Interactive views of the data generated by the genomic sequencing projects are presented using a newly modified version of the GBrowse genome viewer [(11), http://www.gmod.org/?q=node/71]. Entry to a specific genomic region may be accomplished by running a BLAST search first, as described above. The tool may also be accessed from the FlyBase home page or from the ‘Tools’ menu found in the top bar on all FlyBase reports. Once the species to be viewed is chosen and the region of interest specified, the data to be viewed can also be specified and its presentation customized (Figure 4). For the newly sequenced genomes, the default view shows alignments to D.melanogaster putative orthologs and the GLEANR consensus predictions. GC content, translation stops and additional prediction sets may be selected for viewing, and the view may be modified by zooming or scrolling or flipping. As more data become available, they will be incorporated into the GBrowse presentation. The sequence and selected datasets for the genomic extent being viewed may be downloaded as a decorated FASTA file, a GFF file or a table.

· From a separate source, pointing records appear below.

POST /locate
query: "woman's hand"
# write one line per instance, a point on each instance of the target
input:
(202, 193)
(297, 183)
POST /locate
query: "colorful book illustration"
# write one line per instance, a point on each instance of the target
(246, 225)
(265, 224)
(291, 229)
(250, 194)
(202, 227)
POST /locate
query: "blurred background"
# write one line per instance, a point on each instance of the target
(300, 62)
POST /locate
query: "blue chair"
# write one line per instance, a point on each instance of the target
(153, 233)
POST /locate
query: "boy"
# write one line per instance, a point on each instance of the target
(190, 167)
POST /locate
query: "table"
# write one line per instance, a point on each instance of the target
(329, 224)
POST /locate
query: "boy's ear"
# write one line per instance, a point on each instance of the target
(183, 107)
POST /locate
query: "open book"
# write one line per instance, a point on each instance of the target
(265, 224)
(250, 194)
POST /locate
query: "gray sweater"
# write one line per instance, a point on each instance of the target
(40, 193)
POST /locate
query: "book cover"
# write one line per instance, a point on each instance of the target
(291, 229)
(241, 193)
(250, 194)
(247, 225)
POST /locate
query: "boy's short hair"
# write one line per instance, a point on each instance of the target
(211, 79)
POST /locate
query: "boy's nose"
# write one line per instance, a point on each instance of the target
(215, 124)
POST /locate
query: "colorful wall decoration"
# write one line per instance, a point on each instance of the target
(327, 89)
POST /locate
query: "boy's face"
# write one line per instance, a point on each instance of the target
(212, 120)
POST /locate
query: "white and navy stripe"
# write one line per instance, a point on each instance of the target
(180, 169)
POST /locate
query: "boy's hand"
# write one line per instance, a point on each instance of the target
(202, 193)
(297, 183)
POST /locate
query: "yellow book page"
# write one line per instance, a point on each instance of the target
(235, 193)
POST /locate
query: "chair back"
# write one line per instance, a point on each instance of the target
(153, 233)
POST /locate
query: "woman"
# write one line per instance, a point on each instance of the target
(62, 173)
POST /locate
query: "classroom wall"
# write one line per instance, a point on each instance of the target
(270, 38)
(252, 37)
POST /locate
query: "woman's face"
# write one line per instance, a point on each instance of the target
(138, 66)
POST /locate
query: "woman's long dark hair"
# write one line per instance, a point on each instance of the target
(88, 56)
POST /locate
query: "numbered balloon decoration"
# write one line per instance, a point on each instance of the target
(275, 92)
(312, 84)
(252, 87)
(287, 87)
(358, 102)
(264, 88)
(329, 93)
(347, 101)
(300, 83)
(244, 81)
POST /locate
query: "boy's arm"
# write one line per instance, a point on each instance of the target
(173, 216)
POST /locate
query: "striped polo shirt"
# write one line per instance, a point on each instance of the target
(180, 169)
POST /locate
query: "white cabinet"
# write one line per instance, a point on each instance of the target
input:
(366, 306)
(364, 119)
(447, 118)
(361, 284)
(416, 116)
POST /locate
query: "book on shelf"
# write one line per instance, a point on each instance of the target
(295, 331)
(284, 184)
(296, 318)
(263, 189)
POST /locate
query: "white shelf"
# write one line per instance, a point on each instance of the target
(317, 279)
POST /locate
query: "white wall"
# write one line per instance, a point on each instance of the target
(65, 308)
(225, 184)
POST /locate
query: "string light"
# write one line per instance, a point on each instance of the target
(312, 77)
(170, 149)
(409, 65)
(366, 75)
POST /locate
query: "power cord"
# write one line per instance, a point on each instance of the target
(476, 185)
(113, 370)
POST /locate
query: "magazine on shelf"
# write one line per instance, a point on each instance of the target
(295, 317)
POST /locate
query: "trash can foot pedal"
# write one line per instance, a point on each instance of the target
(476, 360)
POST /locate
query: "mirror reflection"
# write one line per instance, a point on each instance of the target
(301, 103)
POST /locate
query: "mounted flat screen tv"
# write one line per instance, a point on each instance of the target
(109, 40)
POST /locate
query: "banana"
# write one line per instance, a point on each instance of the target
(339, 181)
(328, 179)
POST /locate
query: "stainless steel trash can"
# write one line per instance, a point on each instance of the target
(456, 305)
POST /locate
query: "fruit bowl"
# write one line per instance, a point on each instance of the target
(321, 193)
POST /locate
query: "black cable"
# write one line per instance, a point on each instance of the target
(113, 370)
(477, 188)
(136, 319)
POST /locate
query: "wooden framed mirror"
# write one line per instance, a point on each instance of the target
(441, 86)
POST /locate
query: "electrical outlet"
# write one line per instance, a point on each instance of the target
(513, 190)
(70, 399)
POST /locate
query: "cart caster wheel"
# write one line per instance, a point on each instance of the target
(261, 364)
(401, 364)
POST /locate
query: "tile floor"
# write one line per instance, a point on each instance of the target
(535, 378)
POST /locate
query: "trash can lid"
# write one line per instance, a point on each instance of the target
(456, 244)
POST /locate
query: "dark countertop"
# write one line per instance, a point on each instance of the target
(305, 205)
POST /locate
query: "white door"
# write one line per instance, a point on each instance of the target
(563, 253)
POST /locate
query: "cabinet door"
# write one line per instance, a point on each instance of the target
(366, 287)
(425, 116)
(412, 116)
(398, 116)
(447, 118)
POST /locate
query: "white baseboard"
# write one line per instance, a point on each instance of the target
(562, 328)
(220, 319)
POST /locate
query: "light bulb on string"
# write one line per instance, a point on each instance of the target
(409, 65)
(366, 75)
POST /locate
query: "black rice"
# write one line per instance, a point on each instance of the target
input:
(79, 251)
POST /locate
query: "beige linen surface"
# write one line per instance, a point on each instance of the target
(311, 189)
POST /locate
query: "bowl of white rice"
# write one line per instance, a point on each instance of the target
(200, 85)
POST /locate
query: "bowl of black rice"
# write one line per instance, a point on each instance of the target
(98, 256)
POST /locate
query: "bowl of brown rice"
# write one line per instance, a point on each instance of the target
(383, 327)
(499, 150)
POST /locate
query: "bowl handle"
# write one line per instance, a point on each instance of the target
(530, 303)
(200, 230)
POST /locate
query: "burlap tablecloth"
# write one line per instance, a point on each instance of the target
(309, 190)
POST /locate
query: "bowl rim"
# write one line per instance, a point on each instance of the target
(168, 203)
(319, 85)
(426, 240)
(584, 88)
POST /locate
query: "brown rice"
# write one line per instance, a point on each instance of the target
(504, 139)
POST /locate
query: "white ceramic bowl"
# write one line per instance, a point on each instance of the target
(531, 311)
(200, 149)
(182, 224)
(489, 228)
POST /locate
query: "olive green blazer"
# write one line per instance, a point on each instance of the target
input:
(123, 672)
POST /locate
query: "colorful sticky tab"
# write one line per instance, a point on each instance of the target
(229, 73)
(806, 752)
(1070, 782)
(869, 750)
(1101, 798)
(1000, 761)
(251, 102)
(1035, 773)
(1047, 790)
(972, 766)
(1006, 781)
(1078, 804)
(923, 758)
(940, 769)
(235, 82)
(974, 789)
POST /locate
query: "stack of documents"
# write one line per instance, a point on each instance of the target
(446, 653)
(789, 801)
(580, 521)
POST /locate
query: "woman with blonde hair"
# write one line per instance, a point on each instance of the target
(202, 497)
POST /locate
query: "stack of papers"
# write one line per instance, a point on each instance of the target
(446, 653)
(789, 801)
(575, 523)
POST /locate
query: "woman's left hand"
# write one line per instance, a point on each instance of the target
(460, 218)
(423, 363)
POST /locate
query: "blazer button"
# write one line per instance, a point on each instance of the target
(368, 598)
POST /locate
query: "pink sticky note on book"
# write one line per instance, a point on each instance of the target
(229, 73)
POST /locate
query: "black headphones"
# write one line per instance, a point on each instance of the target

Data files for all classes of data in FlyBase are available for download by FTP in several formats, including GFF3 for sequence data. Links to the bulk data repositories may be accessed from the ‘Files’ menu, ‘Precomputed files’ option, at the top of all FlyBase pages; from there, the ‘Genomes: Annotation and Sequence’ section provides access to genome data for each (or all) of the sequenced species. In addition, bulk queries can be performed and downloaded via the ‘QueryBuilder’ tool, accessed from the top page or the ‘Tools’ menu.

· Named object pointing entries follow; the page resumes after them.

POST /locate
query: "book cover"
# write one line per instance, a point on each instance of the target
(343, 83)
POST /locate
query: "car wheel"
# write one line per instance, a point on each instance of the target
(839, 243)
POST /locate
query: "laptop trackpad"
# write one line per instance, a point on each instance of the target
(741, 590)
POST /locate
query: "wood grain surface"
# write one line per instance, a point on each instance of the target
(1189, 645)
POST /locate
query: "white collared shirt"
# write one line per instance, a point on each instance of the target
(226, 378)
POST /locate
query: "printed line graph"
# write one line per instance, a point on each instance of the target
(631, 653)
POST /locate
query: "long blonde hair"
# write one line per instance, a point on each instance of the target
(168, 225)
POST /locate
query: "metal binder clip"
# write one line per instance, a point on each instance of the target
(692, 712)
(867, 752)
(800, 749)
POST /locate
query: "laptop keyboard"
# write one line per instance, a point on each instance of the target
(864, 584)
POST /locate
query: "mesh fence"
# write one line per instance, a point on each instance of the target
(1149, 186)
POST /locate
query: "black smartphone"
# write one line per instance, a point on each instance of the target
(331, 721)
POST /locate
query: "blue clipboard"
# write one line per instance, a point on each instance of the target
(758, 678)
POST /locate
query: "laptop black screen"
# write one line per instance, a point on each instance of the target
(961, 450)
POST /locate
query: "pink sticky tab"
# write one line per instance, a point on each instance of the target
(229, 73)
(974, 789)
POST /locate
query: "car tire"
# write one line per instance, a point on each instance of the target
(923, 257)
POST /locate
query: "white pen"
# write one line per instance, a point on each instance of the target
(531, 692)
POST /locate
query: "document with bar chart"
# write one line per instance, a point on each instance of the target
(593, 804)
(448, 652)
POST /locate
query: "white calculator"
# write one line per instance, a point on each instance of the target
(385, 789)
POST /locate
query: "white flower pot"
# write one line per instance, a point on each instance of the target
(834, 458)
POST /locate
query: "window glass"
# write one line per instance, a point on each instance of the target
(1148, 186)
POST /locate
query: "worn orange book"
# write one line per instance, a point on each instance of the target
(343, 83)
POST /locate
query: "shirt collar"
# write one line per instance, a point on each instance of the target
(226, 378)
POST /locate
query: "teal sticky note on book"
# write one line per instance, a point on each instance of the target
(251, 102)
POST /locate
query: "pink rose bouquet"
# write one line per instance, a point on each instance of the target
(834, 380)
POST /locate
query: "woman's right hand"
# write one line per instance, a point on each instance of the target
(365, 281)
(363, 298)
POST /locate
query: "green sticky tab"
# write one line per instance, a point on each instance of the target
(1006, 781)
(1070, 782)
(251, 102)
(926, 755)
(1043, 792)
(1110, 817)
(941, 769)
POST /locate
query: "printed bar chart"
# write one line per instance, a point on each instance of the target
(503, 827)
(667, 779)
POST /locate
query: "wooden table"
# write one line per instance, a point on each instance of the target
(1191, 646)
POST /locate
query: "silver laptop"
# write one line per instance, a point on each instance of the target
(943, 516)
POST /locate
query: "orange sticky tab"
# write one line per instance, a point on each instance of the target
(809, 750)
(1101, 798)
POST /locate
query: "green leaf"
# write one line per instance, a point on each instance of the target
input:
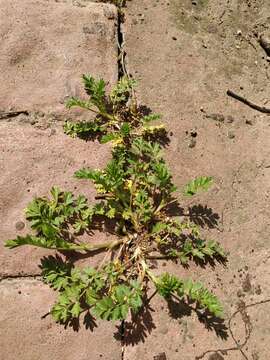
(199, 184)
(125, 129)
(109, 137)
(152, 117)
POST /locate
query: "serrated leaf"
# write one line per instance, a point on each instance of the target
(199, 184)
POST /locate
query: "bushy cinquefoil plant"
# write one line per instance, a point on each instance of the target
(135, 194)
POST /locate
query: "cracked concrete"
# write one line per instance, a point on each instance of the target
(185, 57)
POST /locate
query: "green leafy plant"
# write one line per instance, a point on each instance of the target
(136, 195)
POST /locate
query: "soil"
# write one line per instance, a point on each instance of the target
(185, 54)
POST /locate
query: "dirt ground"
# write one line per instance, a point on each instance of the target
(185, 54)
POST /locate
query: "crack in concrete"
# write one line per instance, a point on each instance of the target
(248, 329)
(20, 276)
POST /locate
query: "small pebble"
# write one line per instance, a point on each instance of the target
(230, 119)
(192, 143)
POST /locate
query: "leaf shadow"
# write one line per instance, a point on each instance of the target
(178, 309)
(138, 328)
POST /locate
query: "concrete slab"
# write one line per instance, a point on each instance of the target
(185, 58)
(31, 162)
(45, 48)
(25, 336)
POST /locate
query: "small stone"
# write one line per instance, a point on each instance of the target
(20, 225)
(265, 43)
(192, 143)
(230, 119)
(216, 117)
(216, 356)
(160, 356)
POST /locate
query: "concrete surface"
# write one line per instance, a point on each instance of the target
(45, 48)
(25, 336)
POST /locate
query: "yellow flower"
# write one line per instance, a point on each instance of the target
(151, 129)
(128, 184)
(117, 142)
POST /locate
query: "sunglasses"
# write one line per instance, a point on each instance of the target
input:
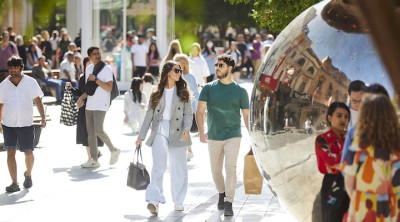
(220, 65)
(178, 71)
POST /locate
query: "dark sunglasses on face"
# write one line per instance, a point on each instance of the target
(178, 71)
(220, 65)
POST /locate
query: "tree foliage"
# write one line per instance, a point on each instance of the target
(194, 15)
(275, 14)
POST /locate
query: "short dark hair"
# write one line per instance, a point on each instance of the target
(148, 77)
(228, 59)
(333, 107)
(91, 49)
(357, 86)
(15, 61)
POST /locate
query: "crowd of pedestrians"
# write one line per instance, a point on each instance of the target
(360, 157)
(163, 98)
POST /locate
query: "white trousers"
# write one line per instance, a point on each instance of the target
(161, 151)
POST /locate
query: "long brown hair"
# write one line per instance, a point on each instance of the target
(181, 86)
(378, 124)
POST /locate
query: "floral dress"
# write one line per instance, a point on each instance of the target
(376, 196)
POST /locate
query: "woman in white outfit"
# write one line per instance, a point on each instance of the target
(170, 115)
(135, 105)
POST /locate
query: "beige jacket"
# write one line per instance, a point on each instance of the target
(181, 119)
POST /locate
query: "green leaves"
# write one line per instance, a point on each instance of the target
(276, 14)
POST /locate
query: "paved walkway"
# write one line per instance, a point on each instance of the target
(63, 191)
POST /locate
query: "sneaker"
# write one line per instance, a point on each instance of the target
(179, 208)
(153, 208)
(114, 156)
(221, 204)
(12, 188)
(228, 209)
(28, 181)
(91, 163)
(189, 156)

From the ‘Species’ menu on the top bar of the FlyBase home page and all report pages, additional information on the Drosophilidae may be accessed. At present there are four items to choose from: ‘Phylogeny’ links to an index of species, each linked to its position in the Drosophilidae phylogenetic tree; ‘Synteny table’ goes to the presentation of syntenic relationships of the chromosomal arms of the 12 sequenced species shown in Figure 2; ‘Drosophilidae’ links to a compilation of color images of species within this family, originally published by the University of Texas at Austin School of Biological Sciences; and ‘Abbreviations’ accesses a list of the four-letter genus–species codes for all species found in FlyBase. The ‘Species’ resources will be updated periodically, as appropriate community resources and data become available.

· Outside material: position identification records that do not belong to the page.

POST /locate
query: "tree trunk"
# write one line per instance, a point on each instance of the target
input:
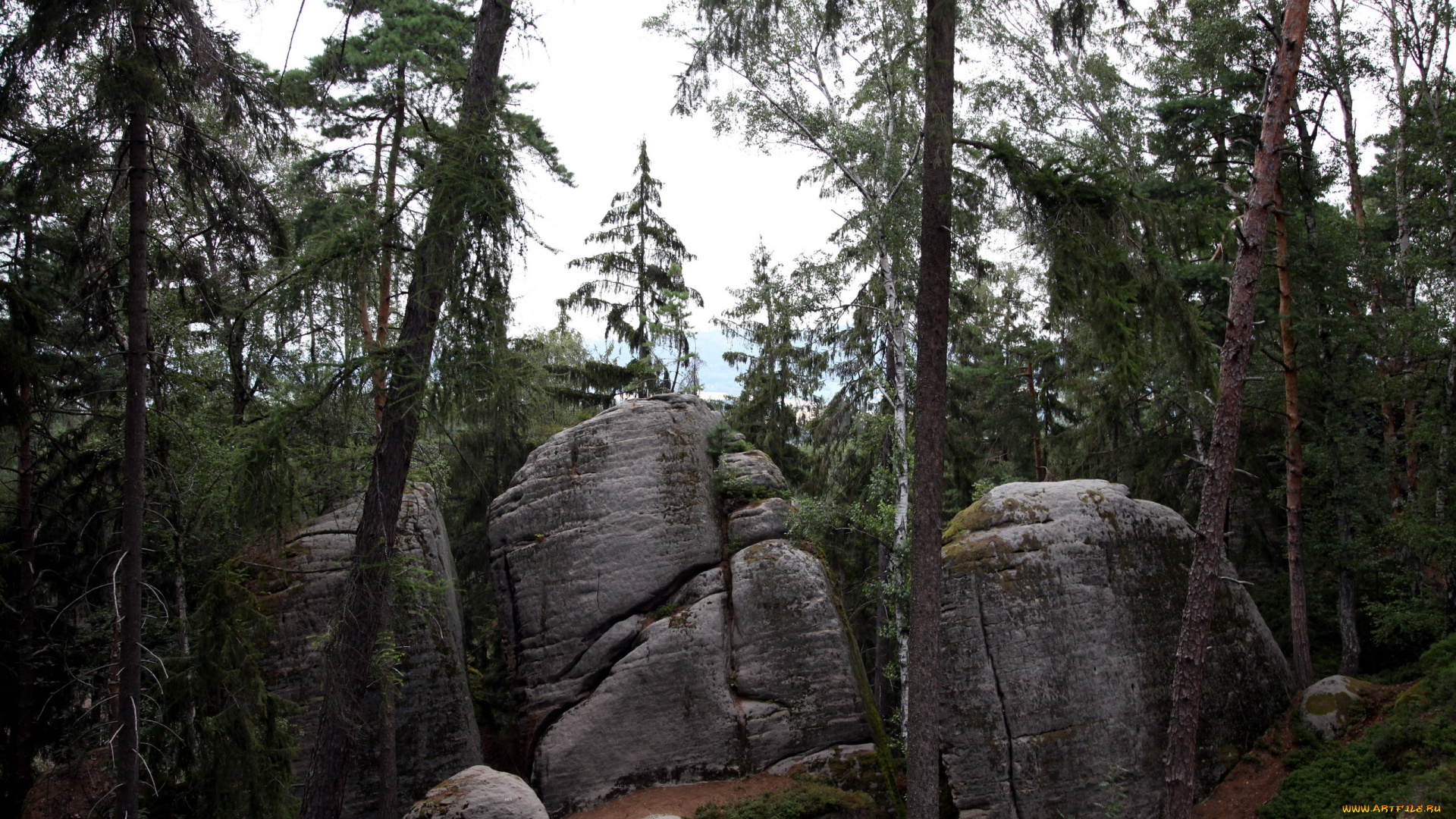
(1223, 447)
(1038, 468)
(884, 646)
(932, 322)
(1348, 635)
(388, 735)
(896, 363)
(386, 264)
(133, 472)
(24, 738)
(1293, 463)
(350, 651)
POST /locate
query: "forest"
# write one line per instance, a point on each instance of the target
(1147, 242)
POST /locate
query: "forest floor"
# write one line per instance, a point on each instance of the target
(683, 800)
(1254, 781)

FlyBase continues to curate and present traditional genetic data for all the Drosophilid species. Now, availability and integration of genomic data for 12 well-characterized species provide a powerful resource that will allow the research community to take full advantage of the family Drosophilidae as a model for comparative genomic and phylogenetic analyses.
FlyBase is supported by grant P41 HG00739 from the National Human Genome Research Institute, National Institutes of Health (USA), with additional support from the Medical Research Council (UK) grant G05000293. Funding to pay the Open Access publication charges for this article was provided by the NHGRI FlyBase grant award.
Conflict of interest statement. None declared.